Berikut ini adalah suatu uraian sederhana dari berbagai literatur yang ada dan ringkasan
penjelasan yang tidak menyeluruh dari beberapa treatment yang diakui saat ini. Menjadi
keharusan bagi orang tua untuk mencari tahu dan mengenali treatment yang dipilihnya langsung
kepada orang-orang yang profesional dibidangnya. Sebagian dari teknik ini adalah program
menyeluruh, sedang yang lain dirancang menuju target tertentu yang menjadi hambatan atau
kesulitan para penyandangnya.

 Educational Treatment, meliputi tetapi tidak terbatas pada: Applied Behavior Analysis (ABA)
yang prinsip-prinsipnya digunakan dalam penelitian Lovaas sehingga sering disamakan dengan
Discrete Trial Training atau Intervensi Perilaku Intensif.
 Pendekatan developmental yang dikaitkan dengan pendidikan yang dikenal sebagai Floortime.
 TEACCH (Treatment and Education of Autistic and Related Communication – Handicapped
Children).
 Biological Treatment, meliputi tetapi tidak terbatas pada: diet, pemberian vitamin dan
pemberian obat-obatan untuk mengurangi perilaku-perilaku tertentu (agresivitas, hiperaktif,
melukai diri sendiri, dsb.).
 Speech – Language Therapy (Terapi Wicara), meliputi tetapi tidak terbatas pada usaha
penanganan gangguan asosiasi dan gangguan proses auditory/pendengaran.
 Komunikasi, peningkatan kemampuan komunikasi, seperti PECS (Picture Exchange
Communication System), bahasa isyarat, strategi visual menggunakan gambar dalam
berkomunikasi dan pendukung-pendukung komunikasi lainnya.
 Pelayanan Autisme Intensif, meliputi kerja team dari berbagai disiplin ilmu yang memberikan
intervensi baik di rumah, sekolah maupun lngkungan sosial lainnya.
 Terapi yang bersifat Sensoris, meliputi tetapi tidak terbatas pada Occupational Therapy (OT),
Sensory Integration Therapy (SI) dan Auditory Integration Training (AIT).

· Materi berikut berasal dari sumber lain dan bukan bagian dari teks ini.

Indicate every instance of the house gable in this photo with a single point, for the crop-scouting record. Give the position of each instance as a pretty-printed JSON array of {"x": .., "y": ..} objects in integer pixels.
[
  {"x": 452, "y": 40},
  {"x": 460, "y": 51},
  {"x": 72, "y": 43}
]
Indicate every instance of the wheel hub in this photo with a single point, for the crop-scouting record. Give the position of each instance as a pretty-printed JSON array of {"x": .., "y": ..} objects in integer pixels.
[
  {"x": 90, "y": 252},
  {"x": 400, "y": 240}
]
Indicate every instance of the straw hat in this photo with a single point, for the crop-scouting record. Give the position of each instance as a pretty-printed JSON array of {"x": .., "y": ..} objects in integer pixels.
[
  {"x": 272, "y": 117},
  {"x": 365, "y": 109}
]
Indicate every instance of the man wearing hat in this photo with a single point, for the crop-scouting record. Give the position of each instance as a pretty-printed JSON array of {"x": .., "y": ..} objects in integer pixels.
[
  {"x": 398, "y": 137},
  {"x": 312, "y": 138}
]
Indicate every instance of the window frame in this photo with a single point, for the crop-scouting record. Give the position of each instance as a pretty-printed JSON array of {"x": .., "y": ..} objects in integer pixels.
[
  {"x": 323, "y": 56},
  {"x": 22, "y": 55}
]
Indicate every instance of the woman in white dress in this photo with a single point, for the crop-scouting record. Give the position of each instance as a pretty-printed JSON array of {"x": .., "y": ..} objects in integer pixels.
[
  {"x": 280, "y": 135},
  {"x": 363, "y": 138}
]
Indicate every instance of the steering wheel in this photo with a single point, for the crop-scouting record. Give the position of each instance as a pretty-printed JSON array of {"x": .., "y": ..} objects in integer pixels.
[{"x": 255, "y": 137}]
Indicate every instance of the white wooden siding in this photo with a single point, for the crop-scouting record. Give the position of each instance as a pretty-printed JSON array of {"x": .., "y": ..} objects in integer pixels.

Dengan adanya berbagai jenis terapi yang dapat dipilih oleh orang tua, maka sangat penting bagi
mereka untuk memilih salah satu jenis terapi yang dapat meningkatkan fungsionalitas anak dan
mengurangi gangguan serta hambatan autisme. Sangat disayangkan masih minim data ilmiah
yang mampu mendukung berbagai jenis terapi yang dapat dipilih orang tua di Indonesia saat ini.
Fakta menyebutkan bahwa sangat sulit membuat suatu penelitian mengenai autisme. Sangat
banyak variabel-variabel yang dimiliki anak, dari tingkat keparahan gangguannya hingga
lingkungan sekitarnya dan belum lagi etika yang ada didalamnya untuk membuat suatu
penelitian itu sungguh-sungguh terkontrol. Sangat tidak mungkin mengontrol semua variabel
yang ada sehingga data yang dihasilkan dari penelitian-penelitian sebelumnya mungkin secara
statistik tidak akurat.

Tidak ada satupun jenis terapi yang berhasil bagi semua anak. Terapi harus disesuaikan dengan
kebutuhan anak, berdasarkan pada potensinya, kekurangannya dan tentu saja sesuai dengan
minat anak sendiri. Terapi harus dilakukan secara multidisiplin ilmu, misalnya menggunakan;
okupasi terapi, terapi wicara dan terapi perilaku sebagai basisnya. Tenaga ahli yang menangani
anak harus mampu mengarahkan pilihan-pilihan anda terhadap berbagai jenis terapi yang ada
saat ini. Tidak ada jaminan apakah terapi yang dipilih oleh orang tua maupun keluarga sungguh-
sungguh akan berjalan efektif. Namun demikian, tentukan salah satu jenis terapi dan laksanakan
secara konsisten, bila tidak terlihat perubahan atau kemajuan yang nyata selama 3 bulan dapat
melakukan perubahan terapi. Bimbingan dan arahan yang diberikan harus dilaksanakan oleh
orang tua secara konsisten. Bila terlihat kemajuan yang signifikan selama 3 bulan maka bentuk
intervensi lainnya dapat ditambahkan. Tetap bersikap obyektif dan tanyakan kepada para ahli
bila terjadi perubahan-perubahan perilaku lainnya.